The videos revealed an odd pattern: The stentors would drift toward each other before moving away, as if repelled by a magnet. “They constantly rotate between ‘I love you, I love you not,’” Dr. Shekhar said.
Further analysis then showed that stentor pairs were often in an unequal union, with one of the protists generating a stronger flow than its neighbor. When they got together, the resulting flow was the combined strength of both creatures. This meant that the weaker stentor benefited from the stronger one.
Such dynamics among the stentors inspire what Dr. Shekhar calls “promiscuous behavior.” When they gather in colonies, the stentors are constantly pairing with one another to find stronger partners and increase their feeding capabilities. This behavior increases the colony’s overall flow velocity, allowing the stentors to siphon in larger, fast-moving prey from farther away, and increase the nutrients consumed by the group’s members.
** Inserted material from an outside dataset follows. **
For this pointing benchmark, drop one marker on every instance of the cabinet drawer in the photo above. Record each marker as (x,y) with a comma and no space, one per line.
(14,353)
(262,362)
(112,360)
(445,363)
The formation of groups by single-cell organisms to improve survival is viewed as an important early step in the evolution of multicellularity. According to William Ratcliff, an evolutionary biologist at the Georgia Institute of Technology who was not involved in the new paper, once groups of predators like stentors formed, single-cell prey were more susceptible. To survive, the prey often teamed up themselves.
“The improved feeding efficiency by group predators like stentors selects for multicellularity in their prey,” Dr. Ratcliff said. “If you’re a single cell, you’re dinner. But if you can form large groups of cells, now you’re too big to eat.”
The new findings highlight how physical forces influence biological evolution.
“We always think about genes and chemicals, but there’s also a strong underpinning of physics in the development of multicellular life,” Dr. Shekhar said. “Even something like the flow of water could have affected evolution.”